No, hon, it’s late already, you have to get home, we have church tomorrow.

Come one, I got lots of sleep last night!

 I know sweetheart (regretful and sympathetic tone) but you need to come home.

 I am with a bunch of friends, we just met up with them, they have a fire going!

 Sounds like a lot of fun! (remember you ARE on their side! Besides it gives them nothing to argue with!) But you need to come home.

Mo-o-o-m!! WHY? EVERYBODY is here! I have been home early every night this week !! I finished all my homework! (They may start to guess your arguments!) PLEASE!!

 Thats great sweetheart, but you need to come home.

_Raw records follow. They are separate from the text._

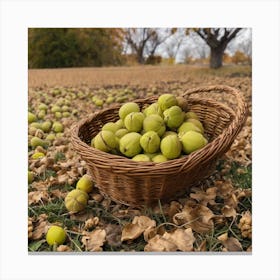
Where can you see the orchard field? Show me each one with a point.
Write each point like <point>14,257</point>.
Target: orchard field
<point>215,216</point>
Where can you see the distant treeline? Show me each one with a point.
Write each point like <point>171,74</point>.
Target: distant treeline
<point>74,47</point>
<point>96,47</point>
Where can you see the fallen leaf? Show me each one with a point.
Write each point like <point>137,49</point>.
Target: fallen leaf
<point>199,218</point>
<point>40,227</point>
<point>91,222</point>
<point>113,234</point>
<point>63,248</point>
<point>202,246</point>
<point>160,244</point>
<point>183,239</point>
<point>205,197</point>
<point>228,211</point>
<point>150,233</point>
<point>231,244</point>
<point>137,227</point>
<point>93,241</point>
<point>174,208</point>
<point>179,240</point>
<point>245,224</point>
<point>82,216</point>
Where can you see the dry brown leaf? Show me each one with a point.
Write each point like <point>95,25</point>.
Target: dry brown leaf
<point>30,227</point>
<point>40,227</point>
<point>137,227</point>
<point>40,185</point>
<point>150,233</point>
<point>93,241</point>
<point>131,232</point>
<point>231,201</point>
<point>160,244</point>
<point>144,222</point>
<point>174,208</point>
<point>245,224</point>
<point>202,246</point>
<point>224,188</point>
<point>228,211</point>
<point>180,239</point>
<point>199,218</point>
<point>81,216</point>
<point>37,196</point>
<point>113,234</point>
<point>231,244</point>
<point>91,222</point>
<point>58,193</point>
<point>183,239</point>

 MOM!! I’m SERIOUS!!  I can  be home in 20 minutes!! How about I stay an extra 15 minutes? (Desperate bargaining sets in!)

 Excellant!! I will see you in 20 minutes, then! Bye.

 Mom, MOM!!

 Bye, honey, drive carefully, I am going to hang up now, hurry home!!

 FINE!!

 

                                        Teenagers Need to Argue         Broken REcord Image 4

 

 

“Give me the liberty to know, to utter, and to argue freely according to conscience, above all liberties.”

John Milton, Areopagitica

 

 

 

 

The trick with the BRT is not to overuse it, arguing with us is very good for our teens, they need to know where their boundaries are, and they will test them constantly. This cannot happen if we are not there to “drop the gloves”( to use a hockey term). Use the BRT when the answer is unequivocally  “No”, especially when you are on the phone. Otherwise say “Yes, maybe”  When he was younger,  my son would get very frustrated, almost to the point of tears, when he was forced to blindly obey a command. He would feel unheard, as if his thoughts were unimportant.  It was usually other adults he grew frustrated with since, as my husband says, I have “An inhuman capacity to argue, and an endless amount of patience”!! (He also says that I have set up our kids to believe that they can argue a point with everyone, including police officers, and professors, and that this is an unhealthy assumption. I say sure, try it and see what happens, life is a good teacher!!)

 My son is learning that I am usually willing to have an open conversation, and to be convinced, unless I start the BRT. Then he (hopefully) gives up, and trusts that I have my reasons. It took a while though to get to this point!! Sometimes I am just too tired to have an argument, I do not want to be convinced, and I may just going on a gut feeling, which is another topic too!!

 Like me, you need to keep in mind that broken record, and be patient, yep be patient, no matter what, be patient, exercise all your patience, always be patient!

  “Stubbornly persist, and you will find that the limits of your stubbornness go well beyond the stubbornness of your limits.”